Grazing Land Management

SA livestock farmers seek freeze on land and water levies

Sheep Central, January 20, 2016

windmill weather 1SOUTH Australian farmers are seeking a freeze on land and water levies until an independent review of water planning and management costs is held in the state.

Primary Producers SA – representing sheep, cattle, pork, wine, horticultural and grain farmers — has called for an independent review of water planning and management costs, consistent with the National Water Initiative agreement pricing principles.

But Livestock SA said farmers in the South East, Adelaide and Mount Lofty Ranges, and the SA Murray-Darling Basin Natural Resource Management Board areas are facing proposed land levy increases of 6-125 percent, aside from water levy rises.

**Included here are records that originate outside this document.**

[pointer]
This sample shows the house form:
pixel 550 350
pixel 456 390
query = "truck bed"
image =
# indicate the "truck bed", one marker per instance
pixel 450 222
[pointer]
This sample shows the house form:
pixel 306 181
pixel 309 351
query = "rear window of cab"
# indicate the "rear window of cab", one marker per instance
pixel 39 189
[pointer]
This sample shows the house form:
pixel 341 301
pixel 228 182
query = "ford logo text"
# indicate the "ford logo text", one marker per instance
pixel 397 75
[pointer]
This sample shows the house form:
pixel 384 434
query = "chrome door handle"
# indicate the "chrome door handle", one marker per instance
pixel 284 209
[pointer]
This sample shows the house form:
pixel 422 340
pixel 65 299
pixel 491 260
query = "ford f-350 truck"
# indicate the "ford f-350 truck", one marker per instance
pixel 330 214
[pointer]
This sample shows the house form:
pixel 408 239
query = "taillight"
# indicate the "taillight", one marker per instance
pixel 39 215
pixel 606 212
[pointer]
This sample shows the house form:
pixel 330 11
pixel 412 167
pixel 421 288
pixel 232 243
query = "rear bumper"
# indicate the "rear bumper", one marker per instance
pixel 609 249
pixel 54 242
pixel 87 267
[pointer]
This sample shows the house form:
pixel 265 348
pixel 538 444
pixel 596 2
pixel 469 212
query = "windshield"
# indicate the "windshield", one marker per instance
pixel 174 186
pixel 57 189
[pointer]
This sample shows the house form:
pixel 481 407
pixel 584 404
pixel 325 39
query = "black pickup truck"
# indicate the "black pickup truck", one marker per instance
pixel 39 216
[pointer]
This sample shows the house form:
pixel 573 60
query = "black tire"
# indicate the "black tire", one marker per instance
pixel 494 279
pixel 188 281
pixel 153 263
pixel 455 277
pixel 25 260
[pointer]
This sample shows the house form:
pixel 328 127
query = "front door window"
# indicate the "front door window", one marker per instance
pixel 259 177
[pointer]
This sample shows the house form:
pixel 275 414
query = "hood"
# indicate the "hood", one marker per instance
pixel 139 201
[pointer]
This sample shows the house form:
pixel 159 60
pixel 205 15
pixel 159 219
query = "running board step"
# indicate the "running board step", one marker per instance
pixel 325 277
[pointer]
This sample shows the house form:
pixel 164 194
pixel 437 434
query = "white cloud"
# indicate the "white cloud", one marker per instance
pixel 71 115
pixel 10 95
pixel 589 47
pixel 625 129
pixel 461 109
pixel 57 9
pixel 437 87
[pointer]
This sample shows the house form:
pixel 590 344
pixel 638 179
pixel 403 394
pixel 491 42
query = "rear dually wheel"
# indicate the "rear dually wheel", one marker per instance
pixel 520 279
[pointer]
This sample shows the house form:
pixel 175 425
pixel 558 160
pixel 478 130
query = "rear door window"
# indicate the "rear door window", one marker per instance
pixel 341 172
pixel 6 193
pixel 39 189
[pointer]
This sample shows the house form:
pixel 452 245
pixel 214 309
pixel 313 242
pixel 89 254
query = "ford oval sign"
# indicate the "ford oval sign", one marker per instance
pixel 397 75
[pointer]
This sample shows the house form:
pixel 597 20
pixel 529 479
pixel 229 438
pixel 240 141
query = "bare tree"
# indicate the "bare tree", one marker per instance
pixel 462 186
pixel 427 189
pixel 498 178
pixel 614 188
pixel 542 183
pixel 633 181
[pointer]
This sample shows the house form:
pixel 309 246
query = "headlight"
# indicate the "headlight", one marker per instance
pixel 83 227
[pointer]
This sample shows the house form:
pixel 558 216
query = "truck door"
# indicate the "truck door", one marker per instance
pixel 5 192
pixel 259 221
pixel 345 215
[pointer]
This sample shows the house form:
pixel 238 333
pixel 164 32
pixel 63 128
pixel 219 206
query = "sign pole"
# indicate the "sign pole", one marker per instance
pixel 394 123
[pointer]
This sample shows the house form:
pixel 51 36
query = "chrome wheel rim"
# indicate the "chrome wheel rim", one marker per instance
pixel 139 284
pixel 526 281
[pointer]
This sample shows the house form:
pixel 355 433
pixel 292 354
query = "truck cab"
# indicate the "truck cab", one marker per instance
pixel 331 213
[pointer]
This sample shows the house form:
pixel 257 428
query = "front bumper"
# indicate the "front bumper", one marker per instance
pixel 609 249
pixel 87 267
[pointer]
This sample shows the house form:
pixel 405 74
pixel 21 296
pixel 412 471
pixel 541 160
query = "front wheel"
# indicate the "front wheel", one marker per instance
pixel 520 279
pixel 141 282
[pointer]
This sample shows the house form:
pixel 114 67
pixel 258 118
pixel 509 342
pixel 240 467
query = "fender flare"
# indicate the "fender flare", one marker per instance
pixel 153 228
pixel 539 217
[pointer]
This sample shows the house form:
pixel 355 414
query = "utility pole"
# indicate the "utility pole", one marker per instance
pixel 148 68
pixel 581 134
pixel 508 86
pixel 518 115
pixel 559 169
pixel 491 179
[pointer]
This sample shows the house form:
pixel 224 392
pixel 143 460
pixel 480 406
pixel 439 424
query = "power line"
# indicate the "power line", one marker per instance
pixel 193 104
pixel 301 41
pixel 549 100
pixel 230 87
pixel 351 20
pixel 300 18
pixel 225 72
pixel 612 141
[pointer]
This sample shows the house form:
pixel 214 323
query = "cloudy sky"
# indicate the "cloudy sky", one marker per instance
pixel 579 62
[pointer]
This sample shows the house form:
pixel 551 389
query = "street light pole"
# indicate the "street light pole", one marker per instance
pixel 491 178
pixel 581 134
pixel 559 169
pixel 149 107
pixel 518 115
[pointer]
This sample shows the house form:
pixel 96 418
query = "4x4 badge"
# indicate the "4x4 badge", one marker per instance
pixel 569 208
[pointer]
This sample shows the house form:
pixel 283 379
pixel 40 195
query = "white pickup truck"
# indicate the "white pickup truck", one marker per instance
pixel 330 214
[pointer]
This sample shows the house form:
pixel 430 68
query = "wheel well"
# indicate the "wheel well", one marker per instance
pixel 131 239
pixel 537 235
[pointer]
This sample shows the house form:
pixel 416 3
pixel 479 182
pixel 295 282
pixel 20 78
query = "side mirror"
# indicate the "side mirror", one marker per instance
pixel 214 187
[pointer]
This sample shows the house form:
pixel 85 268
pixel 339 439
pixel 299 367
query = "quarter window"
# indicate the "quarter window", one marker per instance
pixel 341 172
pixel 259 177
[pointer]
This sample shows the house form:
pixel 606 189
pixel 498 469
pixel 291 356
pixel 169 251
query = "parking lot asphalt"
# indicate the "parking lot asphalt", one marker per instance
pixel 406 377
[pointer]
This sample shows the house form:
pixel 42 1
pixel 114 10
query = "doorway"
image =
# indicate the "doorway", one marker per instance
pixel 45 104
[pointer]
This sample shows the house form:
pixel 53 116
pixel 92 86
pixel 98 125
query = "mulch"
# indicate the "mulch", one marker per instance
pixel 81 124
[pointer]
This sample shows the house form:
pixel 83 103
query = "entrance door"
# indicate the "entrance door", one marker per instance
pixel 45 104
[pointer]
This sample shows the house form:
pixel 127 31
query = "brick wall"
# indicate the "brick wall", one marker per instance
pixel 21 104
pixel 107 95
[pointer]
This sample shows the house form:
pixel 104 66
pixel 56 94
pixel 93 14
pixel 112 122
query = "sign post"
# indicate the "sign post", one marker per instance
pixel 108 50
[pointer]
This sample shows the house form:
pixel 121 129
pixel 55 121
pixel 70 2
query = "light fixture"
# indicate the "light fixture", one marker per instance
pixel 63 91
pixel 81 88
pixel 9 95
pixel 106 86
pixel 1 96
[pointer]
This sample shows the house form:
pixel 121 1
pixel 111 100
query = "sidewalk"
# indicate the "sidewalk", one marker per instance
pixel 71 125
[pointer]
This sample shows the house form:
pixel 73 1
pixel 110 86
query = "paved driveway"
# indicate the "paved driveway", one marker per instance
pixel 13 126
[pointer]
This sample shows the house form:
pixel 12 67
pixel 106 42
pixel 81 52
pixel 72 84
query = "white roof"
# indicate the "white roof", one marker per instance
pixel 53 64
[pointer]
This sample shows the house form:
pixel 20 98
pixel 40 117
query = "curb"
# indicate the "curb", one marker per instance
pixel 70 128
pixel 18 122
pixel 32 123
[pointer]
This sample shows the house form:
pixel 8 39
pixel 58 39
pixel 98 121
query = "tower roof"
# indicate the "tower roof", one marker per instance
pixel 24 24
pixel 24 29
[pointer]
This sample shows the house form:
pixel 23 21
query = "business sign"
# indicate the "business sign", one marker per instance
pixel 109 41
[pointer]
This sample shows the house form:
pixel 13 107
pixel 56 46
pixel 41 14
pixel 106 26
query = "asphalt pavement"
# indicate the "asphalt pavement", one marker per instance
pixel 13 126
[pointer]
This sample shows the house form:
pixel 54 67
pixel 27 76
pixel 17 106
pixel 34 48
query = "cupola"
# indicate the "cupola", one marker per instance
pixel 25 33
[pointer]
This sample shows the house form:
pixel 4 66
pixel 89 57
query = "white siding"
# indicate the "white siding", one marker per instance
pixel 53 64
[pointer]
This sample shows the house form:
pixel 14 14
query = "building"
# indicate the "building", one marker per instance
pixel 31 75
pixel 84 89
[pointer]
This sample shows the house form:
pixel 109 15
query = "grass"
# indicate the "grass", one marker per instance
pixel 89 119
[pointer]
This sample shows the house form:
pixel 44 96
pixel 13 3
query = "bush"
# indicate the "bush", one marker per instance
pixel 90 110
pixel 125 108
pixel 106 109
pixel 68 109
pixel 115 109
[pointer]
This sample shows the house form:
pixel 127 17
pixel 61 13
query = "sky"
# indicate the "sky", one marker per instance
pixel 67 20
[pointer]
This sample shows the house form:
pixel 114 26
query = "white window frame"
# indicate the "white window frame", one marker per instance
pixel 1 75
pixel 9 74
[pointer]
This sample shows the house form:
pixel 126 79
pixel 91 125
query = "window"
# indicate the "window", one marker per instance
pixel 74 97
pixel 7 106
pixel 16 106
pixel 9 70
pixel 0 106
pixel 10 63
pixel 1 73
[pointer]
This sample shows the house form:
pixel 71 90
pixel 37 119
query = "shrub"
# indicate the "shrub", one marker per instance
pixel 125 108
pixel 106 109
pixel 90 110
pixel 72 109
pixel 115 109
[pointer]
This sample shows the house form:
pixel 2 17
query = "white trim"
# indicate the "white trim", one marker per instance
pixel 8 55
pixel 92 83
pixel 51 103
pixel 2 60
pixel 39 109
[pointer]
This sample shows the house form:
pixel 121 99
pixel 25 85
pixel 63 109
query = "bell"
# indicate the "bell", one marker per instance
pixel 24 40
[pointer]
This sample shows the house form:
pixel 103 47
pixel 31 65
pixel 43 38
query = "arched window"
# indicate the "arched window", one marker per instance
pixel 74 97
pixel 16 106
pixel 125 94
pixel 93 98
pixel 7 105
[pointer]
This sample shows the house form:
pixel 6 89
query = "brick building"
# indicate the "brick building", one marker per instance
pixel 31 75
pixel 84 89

Livestock SA is calling on the NRM boards to freeze land and water levies at their current rates, rather than impose the proposed increases to recover government spending from landholders.

Livestock SA president Geoff Power said the body supported PPSA’s review call and agreed there needed to be a far better understanding of NRM costs, “whether they are good value for money and the ‘recovery from landholders’ is justified and fair.”

Last week, Livestock SA responded on behalf of its members to calls for comment from three NRM boards on new business plans outlining the proposed levy increases in the South East, Adelaide and Mount Lofty Ranges, and the SA Murray-Darling Basin areas. It also has a call out to pastoral zone members for their feedback before comment is provided on the SA Arid Lands NRM Board business plan.

Mr Power said the call for the freeze came because producers are questioning what benefits they currently receive from the levies, regardless of what further value any increases may bring.

“Many livestock producers are uncertain about the value of the NRM levy at its current rate; we are not sure what we are getting for our investment — even weeds and pest animals are not being controlled.

“There needs to be a cost-benefit analysis on current NRM programs and projects and as a result, some will need to be either cancelled or quickly finished,” he said.

“NRM boards need to get back to their core business of helping to achieve a sustainable and productive agriculture sector.
Livestock SA board member in the Murray-Darling Basin and Adelaide Mount Lofty Ranges NRM area Joe Keynes said producers want to see if the levy increase are justified and want a freeze until a review is held.

Livestock SA South East board member Jack England said many South East livestock producers are not in a position to be able to pay the increases, particularly given the current dry conditions.

“It is ironic that at the same time as producers are being asked to pay higher NRM levies that the State Government has developed a drought assistance package for the upper South East to support farmers and farm businesses in the region who are currently suffering the effects of two consecutive years of well-below average rainfall.

“It is completely unacceptable for the State Government to charge South East landholders $2 million for ‘water planning and management costs’ without providing any detail on the basis of costs incurred,” Mr England said.

“There is no way that the South East could cost the State Government $2 million when all the NRM Board does is monitor 900 bores.

“We strongly believe the increased levy burden – should it be proved to be needed – should be shared by a broader mix of all ratepayers,” he said.

“Some producers are facing a five-fold increase, which is massive. For each dollar we spend, we need to know what we are getting in return.”